Make GHC generics capable of handling unboxed types (#10868)
ClosedPublic

Authored by RyanGlScott on Sep 11 2015, 8:38 PM.

Details

Summary

This adds a data family (URec) and six data family instances (UAddr, UChar, UDouble, UFloat, UInt, and UWord)
which a deriving Generic(1) clause will generate if it sees Addr#, Char#,
Double#, Float#, Int#, or Word#, respectively. The programmer can then
provide instances for these data family instances to provide custom implementations
for unboxed types, similar to how derived Eq, Ord, and Show instances
currently special-case unboxed types.

Test Plan

./validate

Diff Detail

Repository
rGHC Glasgow Haskell Compiler
Lint
Automatic diff as part of commit; lint not applicable.
Unit
Automatic diff as part of commit; unit tests not applicable.
RyanGlScott updated this revision to Diff 4144.Sep 11 2015, 8:38 PM
RyanGlScott retitled this revision from to Make GHC generics capable of handling unboxed types (#10868).
RyanGlScott updated this object.
RyanGlScott edited the test plan for this revision. (Show Details)
RyanGlScott updated the Trac tickets for this revision.
RyanGlScott updated this object.Sep 11 2015, 8:41 PM
RyanGlScott edited edge metadata.
dreixel accepted this revision.Sep 12 2015, 11:32 AM
dreixel edited edge metadata.

Looks good to me, thanks.

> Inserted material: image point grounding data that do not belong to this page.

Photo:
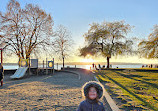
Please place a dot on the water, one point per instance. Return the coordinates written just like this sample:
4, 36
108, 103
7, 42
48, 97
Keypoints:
77, 66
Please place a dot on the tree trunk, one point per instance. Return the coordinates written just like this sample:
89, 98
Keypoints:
108, 62
63, 62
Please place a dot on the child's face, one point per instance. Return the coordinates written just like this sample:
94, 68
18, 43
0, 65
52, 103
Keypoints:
92, 93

Perhaps just worth adding somewhere that the reason why the new datatypes are introduced is that the kinds of the unlifted types prevent Generic instances being given to them.

This revision is now accepted and ready to land.Sep 12 2015, 11:32 AM
RyanGlScott updated this revision to Diff 4145.Sep 12 2015, 1:35 PM
RyanGlScott edited edge metadata.
  • Expand documentation

This look generally plausible to me, and I like the general idea, but I'd want sign off from Andres Loh (kosmikus).

Simon

RyanGlScott planned changes to this revision.EditedSep 21 2015, 9:03 PM

It occurred to me that we probably shouldn't derive Show instances for UChar et al. The reason is that if a programmer wanted to make a generic Show implementation, she'd need an instance like this:

class GShow f where
    gshow :: f a -> String

...

instance Show c => GShow (K1 c) where
    gshow (K1 x) = gshow x


...

data CharHash = Char C# deriving (Generic)
instance Show CharHash where show = gshow

But with a derived Show instance, showing CharHash 'a'# would display as CharHash (UChar {uChar# = 'a'})! This is clearly not what she would want, since a derived Show instance for CharHash would render it as CharHash 'a'#.

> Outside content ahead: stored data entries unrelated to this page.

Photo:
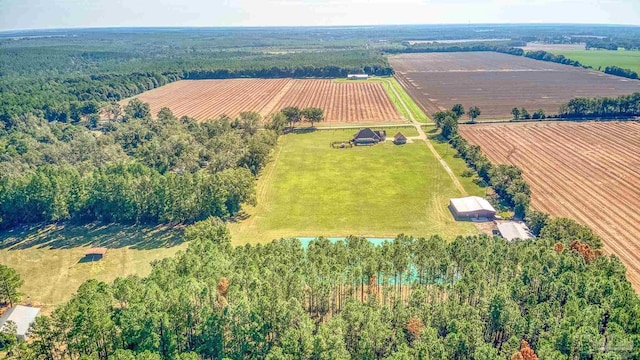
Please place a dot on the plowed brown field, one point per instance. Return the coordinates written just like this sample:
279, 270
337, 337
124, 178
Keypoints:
585, 171
498, 82
355, 102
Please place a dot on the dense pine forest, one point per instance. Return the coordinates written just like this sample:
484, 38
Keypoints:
70, 153
412, 298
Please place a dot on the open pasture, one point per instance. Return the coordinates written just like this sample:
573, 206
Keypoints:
312, 190
585, 171
343, 102
498, 82
50, 258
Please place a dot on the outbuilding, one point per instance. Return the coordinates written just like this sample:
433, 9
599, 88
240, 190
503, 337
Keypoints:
94, 254
472, 207
367, 136
357, 76
399, 139
22, 317
513, 230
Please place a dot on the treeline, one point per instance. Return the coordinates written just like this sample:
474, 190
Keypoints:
547, 56
622, 106
293, 72
511, 190
629, 43
71, 98
471, 298
506, 180
131, 168
618, 71
122, 193
510, 48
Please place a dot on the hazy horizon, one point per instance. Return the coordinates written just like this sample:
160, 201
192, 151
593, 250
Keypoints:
27, 15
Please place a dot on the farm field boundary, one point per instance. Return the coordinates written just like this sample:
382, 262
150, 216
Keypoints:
585, 171
344, 103
498, 82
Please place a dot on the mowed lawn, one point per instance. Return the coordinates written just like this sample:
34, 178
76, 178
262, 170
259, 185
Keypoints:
603, 58
49, 258
310, 189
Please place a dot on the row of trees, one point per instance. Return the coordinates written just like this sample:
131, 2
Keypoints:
294, 114
447, 121
618, 71
474, 297
508, 47
509, 186
624, 106
523, 114
122, 193
138, 169
547, 56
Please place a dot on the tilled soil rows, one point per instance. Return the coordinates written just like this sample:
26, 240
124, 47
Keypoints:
585, 171
351, 102
497, 83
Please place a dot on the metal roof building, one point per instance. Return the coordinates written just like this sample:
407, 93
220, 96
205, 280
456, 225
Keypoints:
471, 207
22, 316
512, 230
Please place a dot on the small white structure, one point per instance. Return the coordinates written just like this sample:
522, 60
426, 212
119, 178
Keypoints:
512, 230
22, 316
357, 76
472, 207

Fixing this should be a simple matter of defining Show instances by hand. The derived Eq and Ord instances should be fine, since they're defined structurally (as opposed to Show, which is name-aware).

RyanGlScott updated this revision to Diff 4255.Sep 21 2015, 9:32 PM
RyanGlScott edited edge metadata.
  • Hand-implement Show instances for unboxed representation types
This revision is now accepted and ready to land.Sep 21 2015, 9:32 PM
RyanGlScott planned changes to this revision.EditedSep 26 2015, 2:11 PM

I've been thinking about this some more, and I've come to conclusion that I don't really like the solution I have at the moment. What makes me uncomfortable about this is that UAddr, UChar et. al aren't really generic representation types in the same vein as the other datatypes in GHC.Generics—rather, they're proxy types that are used to signify the presence of different datatypes.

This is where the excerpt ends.